From cf075888ffdda3c8151c432ee1e1c302fb5dd961 Mon Sep 17 00:00:00 2001
From: Pratik Mankawde <3397372+pratikmankawde@users.noreply.github.com>
Date: Thu, 4 Jun 2026 17:51:37 +0100
Subject: [PATCH] docs(telemetry): fix TraceQL/LogQL query syntax in runbook
MIME-Version: 1.0
Content-Type: text/plain; charset=UTF-8
Content-Transfer-Encoding: 8bit

- Replace all `{name="..."} | attr = val` pipeline queries with the
  correct `{name="..." && span.attr = val}` inline filter syntax
- Add `span.` prefix to all span attribute references; `duration`,
  `status`, `name`, and `resource.*` keep no prefix
- Fix Loki stream selector: `{job="xrpld"}` → `{service_name="xrpld"}`
  in all LogQL examples and the verification step
- Fix cross-node queries: `rootServiceName` → `resource.service.name`,
  `{name=~"tx\\..*"} | attr` → `{name =~ "tx.*" && span.attr}`
- Add DEX section (OfferCreate variants by ter_result, OfferCancel,
  peer relay)
- Add syntax cheat-sheet block at top of Insights section
- Expand tx workflow: per-AMM-type queries, Payment tecPATH.*, TrustSet,
  OracleSet, NFTokenMint cross-span
- Expand consensus: slow rounds, validation send+receive comparison
- Expand cross-subsystem: AMM cross-span, tx.receive no-error
- Expand TxQ: retried status, NFToken enqueue type
- Update Where-to-Look table: add AMM/DEX/NFT/close-time rows, fix
  attribute references to use span. prefix, fix stale consensus_stalled
  entry (now consensus_result on consensus.check)
- All 57 queries verified against live stack — zero parse errors

Co-Authored-By: Claude Sonnet 4.6 (1M context) <noreply@anthropic.com>
---
 docs/telemetry-runbook.md | 221 ++++++++++++++++++++++++++------------
 1 file changed, 155 insertions(+), 66 deletions(-)

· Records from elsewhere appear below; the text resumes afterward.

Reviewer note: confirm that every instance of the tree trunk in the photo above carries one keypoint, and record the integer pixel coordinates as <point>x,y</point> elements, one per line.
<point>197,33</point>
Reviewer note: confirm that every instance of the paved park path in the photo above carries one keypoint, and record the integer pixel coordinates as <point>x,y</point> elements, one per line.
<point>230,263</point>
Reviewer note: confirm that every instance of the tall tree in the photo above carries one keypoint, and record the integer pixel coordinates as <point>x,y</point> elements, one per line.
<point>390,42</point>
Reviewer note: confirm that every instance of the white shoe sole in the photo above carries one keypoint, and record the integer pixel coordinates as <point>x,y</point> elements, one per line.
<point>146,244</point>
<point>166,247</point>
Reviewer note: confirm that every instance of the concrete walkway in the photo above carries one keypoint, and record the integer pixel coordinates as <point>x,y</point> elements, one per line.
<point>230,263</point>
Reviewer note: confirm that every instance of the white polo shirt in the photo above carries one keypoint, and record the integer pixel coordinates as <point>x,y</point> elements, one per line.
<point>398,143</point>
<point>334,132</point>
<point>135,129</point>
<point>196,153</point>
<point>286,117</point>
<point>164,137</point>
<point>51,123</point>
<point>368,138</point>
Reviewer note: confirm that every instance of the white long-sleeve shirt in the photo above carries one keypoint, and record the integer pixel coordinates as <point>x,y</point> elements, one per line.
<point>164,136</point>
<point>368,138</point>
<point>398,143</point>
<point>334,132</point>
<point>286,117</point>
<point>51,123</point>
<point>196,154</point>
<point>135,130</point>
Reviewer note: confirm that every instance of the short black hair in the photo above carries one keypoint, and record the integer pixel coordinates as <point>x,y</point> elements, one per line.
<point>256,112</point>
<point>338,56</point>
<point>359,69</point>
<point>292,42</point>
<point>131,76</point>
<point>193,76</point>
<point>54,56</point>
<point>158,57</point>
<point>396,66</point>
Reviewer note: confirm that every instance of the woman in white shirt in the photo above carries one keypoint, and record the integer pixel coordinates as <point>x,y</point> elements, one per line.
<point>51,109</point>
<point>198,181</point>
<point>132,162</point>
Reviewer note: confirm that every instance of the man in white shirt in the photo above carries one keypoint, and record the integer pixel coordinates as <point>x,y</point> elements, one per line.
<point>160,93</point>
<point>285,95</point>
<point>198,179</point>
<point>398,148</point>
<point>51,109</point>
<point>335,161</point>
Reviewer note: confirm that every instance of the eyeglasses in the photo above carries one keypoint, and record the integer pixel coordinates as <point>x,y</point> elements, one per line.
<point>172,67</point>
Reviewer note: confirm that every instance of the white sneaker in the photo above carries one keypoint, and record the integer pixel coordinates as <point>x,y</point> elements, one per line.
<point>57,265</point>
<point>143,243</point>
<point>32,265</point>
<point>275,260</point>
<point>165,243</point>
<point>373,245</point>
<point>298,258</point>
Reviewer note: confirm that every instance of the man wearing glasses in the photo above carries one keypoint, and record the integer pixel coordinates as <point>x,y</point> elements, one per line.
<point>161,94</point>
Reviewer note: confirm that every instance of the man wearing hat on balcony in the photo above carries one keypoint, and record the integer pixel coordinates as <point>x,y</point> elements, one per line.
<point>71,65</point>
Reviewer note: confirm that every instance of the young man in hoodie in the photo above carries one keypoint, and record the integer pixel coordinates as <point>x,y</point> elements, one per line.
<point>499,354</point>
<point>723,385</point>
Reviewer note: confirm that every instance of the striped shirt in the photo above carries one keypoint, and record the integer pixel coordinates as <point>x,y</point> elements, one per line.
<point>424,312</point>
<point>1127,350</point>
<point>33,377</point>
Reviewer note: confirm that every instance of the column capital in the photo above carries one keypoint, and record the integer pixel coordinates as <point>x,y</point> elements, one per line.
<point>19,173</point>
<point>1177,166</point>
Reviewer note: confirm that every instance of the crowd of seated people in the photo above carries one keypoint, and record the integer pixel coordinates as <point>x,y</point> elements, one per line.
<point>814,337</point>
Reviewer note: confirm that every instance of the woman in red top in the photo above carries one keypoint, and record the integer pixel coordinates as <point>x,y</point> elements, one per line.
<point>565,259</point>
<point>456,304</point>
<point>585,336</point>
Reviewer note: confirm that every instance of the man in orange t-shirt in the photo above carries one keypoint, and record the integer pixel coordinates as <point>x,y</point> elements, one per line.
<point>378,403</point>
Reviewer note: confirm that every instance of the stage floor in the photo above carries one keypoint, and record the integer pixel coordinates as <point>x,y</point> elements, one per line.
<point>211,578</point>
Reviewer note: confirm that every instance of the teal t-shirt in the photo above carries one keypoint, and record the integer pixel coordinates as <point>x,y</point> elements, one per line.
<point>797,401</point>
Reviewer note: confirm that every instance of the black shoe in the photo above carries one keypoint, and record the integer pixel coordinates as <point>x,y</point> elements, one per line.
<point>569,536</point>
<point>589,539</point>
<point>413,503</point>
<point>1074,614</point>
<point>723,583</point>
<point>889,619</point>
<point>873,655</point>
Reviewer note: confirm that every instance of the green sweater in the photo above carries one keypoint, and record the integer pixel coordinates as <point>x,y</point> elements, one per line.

diff --git a/docs/telemetry-runbook.md b/docs/telemetry-runbook.md
index ec33236bd2..29b65682e6 100644
--- a/docs/telemetry-runbook.md
+++ b/docs/telemetry-runbook.md
@@ -119,21 +119,23 @@ All spans instrumented in xrpld, grouped by subsystem:
 
 #### Close Time Queries (Tempo TraceQL)
 
+Span attributes are filtered with `span.<attr>` inside `{}`. Combine conditions with `&&`.
+
 ```
 # Find rounds where validators disagreed on close time
-{name="consensus.accept.apply"} | close_time_correct = false
+{name="consensus.accept.apply" && span.close_time_correct = false}
 
 # Find consensus failures (moved_on)
-{name="consensus.accept.apply"} | consensus_state = "moved_on"
+{name="consensus.accept.apply" && span.consensus_state = "moved_on"}
 
 # Find slow ledger applications (>5s)
-{name="consensus.accept.apply"} | duration > 5s
+{name="consensus.accept.apply" && duration > 5000ms}
 
 # Find specific ledger's consensus details
-{name="consensus.accept.apply"} | ledger_seq = 92345678
+{name="consensus.accept.apply" && span.ledger_seq = 92345678}
 
 # Find all spans in a consensus round (deterministic trace strategy)
-{name="consensus.round"} | consensus_round_id = <round_id>
+{name="consensus.round" && span.consensus_round_id = "<round_id>"}
 
 # Find dispute resolutions
 {name="consensus.update_positions"} >> {event:name="dispute.resolve"}
@@ -160,127 +162,209 @@ All spans instrumented in xrpld, grouped by subsystem:
 
 This section shows what questions you can answer using the span attributes, with example Tempo TraceQL queries.
 
+**TraceQL syntax note:** span attributes must be referenced with the `span.` prefix inside `{}`.
+Conditions are combined with `&&`. The `|` pipeline operator is not supported on this Tempo version.
+
+```
+# General pattern
+{name="<span-name>" && span.<attr> = <value> && span.<attr2> != <value2>}
+
+# Duration filter (no prefix needed)
+{name="<span-name>" && duration > 500ms}
+
+# Regex match
+{name="<span-name>" && span.<attr> =~ "<pattern>.*"}
+
+# Multiple span names
+{name = "<span-a>" || name = "<span-b>"}
+
+# Name regex
+{name =~ "<pattern>.*" && span.<attr> = <value>}
+
+# Structural: find parent spans that have a matching child/event
+{name="<parent>"} >> {event:name="<event-name>"}
+```
+
 ### Transaction Workflow Analysis
 
 ```
-# Find all AMM transactions (AMMDeposit, AMMWithdraw, AMMCreate, etc.)
-{name="tx.process"} | tx_type =~ "AMM.*"
+# Find all AMM transactions (AMMDeposit, AMMWithdraw, AMMVote)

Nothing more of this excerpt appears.